Cronaca

Sole 24ore: spese matte a Chieti per cancelleria e informatica ma Di Primio smentisce

Secondo il quotidiano economico, al Comune di Chieti si spenderebbero più soldi che in altri per cancelleria, materiale informatico e di consumo: 14.971 euro ogni 100 abitanti. Ma per il sindaco i dati sono errati perchè tali spese ammontano a soli 1.608 euro

Nella mappa delle spese da tagliare, apparsa su un articolo odierno del Sole 24 Ore, Chieti primeggia alla voce "cancelleria e materiale informatico e di consumo".

Le tabelle pubblicate dal quotidiano economico, riportano infatti che il Comune teatino è quello più "spendaccione" in questo senso con 14.971,00 euro di costo ogni 100 abitanti. Una spesa annua per il 2011 pari a 8.032 euro.

Il dato preoccupa e stupisce il sindaco Umberto Di Primio, che è subito intervenuto per chiarire alcune cose in una lettera indirizzata sia al Ministro dell’Economia che al direttore del facoltoso quotidiano.

Nei dati diffusi infatti, ci sarebbe sì una spesa superiore agli 8000 euro annui, ma il sindaco chiarisce che la stessa riguarda le spese dell'intervento 2 della spesa di Bilancio 2011, ovvero l’acquisto di beni di consumo e/o di materie prime che  contiene al suo interno spese non  hanno a che fare con quelle di “Cancelleria, Materiale Informatico e di Consumo" esaminate dal Sole.

“Le spese complessive dell’intervento 2 – spiega Di Primio nella lettera – ammontano a 8.484 euro.
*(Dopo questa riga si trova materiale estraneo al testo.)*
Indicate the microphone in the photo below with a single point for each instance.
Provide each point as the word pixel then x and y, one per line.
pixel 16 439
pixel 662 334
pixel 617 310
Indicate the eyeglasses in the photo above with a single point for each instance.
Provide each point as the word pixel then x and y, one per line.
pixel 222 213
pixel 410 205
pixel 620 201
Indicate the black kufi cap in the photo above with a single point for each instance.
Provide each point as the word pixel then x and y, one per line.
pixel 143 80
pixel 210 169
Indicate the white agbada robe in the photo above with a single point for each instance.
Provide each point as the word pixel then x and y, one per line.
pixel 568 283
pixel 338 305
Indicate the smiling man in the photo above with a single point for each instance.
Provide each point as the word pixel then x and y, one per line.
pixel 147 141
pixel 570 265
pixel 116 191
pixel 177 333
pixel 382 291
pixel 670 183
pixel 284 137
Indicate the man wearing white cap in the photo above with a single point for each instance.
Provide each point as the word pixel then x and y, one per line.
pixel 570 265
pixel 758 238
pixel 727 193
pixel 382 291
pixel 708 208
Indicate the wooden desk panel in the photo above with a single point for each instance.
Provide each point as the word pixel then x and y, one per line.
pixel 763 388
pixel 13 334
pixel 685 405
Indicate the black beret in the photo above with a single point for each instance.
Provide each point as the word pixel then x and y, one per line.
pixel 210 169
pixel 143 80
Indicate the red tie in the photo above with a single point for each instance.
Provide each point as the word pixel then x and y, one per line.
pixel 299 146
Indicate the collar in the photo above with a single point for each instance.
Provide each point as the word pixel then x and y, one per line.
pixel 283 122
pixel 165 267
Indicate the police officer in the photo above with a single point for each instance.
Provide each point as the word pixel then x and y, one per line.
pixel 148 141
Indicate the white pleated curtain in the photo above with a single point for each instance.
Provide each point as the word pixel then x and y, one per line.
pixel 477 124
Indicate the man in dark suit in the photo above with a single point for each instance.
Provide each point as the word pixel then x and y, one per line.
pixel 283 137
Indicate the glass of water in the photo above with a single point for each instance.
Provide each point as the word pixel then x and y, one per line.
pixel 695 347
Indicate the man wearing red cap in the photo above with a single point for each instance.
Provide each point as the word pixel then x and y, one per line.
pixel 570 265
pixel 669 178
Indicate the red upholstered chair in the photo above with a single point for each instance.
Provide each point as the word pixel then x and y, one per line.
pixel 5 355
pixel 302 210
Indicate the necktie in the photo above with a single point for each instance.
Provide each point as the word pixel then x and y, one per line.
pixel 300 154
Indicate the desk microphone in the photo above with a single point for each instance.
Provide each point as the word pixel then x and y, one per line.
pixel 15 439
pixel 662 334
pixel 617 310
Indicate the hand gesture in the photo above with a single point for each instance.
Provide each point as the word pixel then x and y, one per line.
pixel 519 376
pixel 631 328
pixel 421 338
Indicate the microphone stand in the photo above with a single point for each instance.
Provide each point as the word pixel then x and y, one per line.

Detto capitolo di bilancio contiene, ad esempio, anche i costi per la fornitura idrica, le spese per l'acquisto di derrate alimentari per gli asili. Tali spese, a differenza di altri comuni, sono iscritte qui in ragione del fatto che i servizi in questione sono direttamente gestiti dal comune. Pertanto – continua –  la comparazione per capitoli di spesa proposta dal Sole, fondata sui dati forniti dal Ministero, non risulta attendibile in quanto non vengono messi a confronto dati omogenei di spesa”.

Nel caso di specie, sul rinominato "Intervento 2 delle spese di bilancio"', non tutti i comuni riportano le spese per servizi quali fornitura idrica ed asili sicché la spesa del comune di Chieti risulta essere più alta degli altri.

“Infatti – riprende il sindaco - se si detrae dagli 8.484 euro la spesa per la fornitura idrica, pari a 7.621 euro, aderendo al calcolo proposto dal Sole 24 ore, i costi per cancelleria, materiale informatico e di consumo del mio comune scendono da 14 mila è più euro, a 1.608”.

La richiesta del sindaco allora è di verificare i codici Siope, il sistema informatico del ministero dell'Economia che monitora gli andamenti di cassa degli enti pubblici, e le voci di spesa, così da evitare che su presupposti e calcoli errati si effettuino ulteriori tagli alle risorse degli enti locali.

Tornando alle mappe del Sole 24 Ore, tra gli altri indicatori considerati troviamo “comunicazione e rappresentanza”: qui, sempre su 106 comuni, Chieti si trova al 33esimo posto, con una spesa di 1036 euro;  per quanto riguarda "servizi e trasporto pubblico" invece, la spesa scende a 913 euro l’anno e il Comune al sessantaduesimo. Ma è nella "manutenzione ordinaria di immobili e auto" che lo stesso spicca ancora vicino alla vetta: con 5295 euro Chieti è al settimo posto.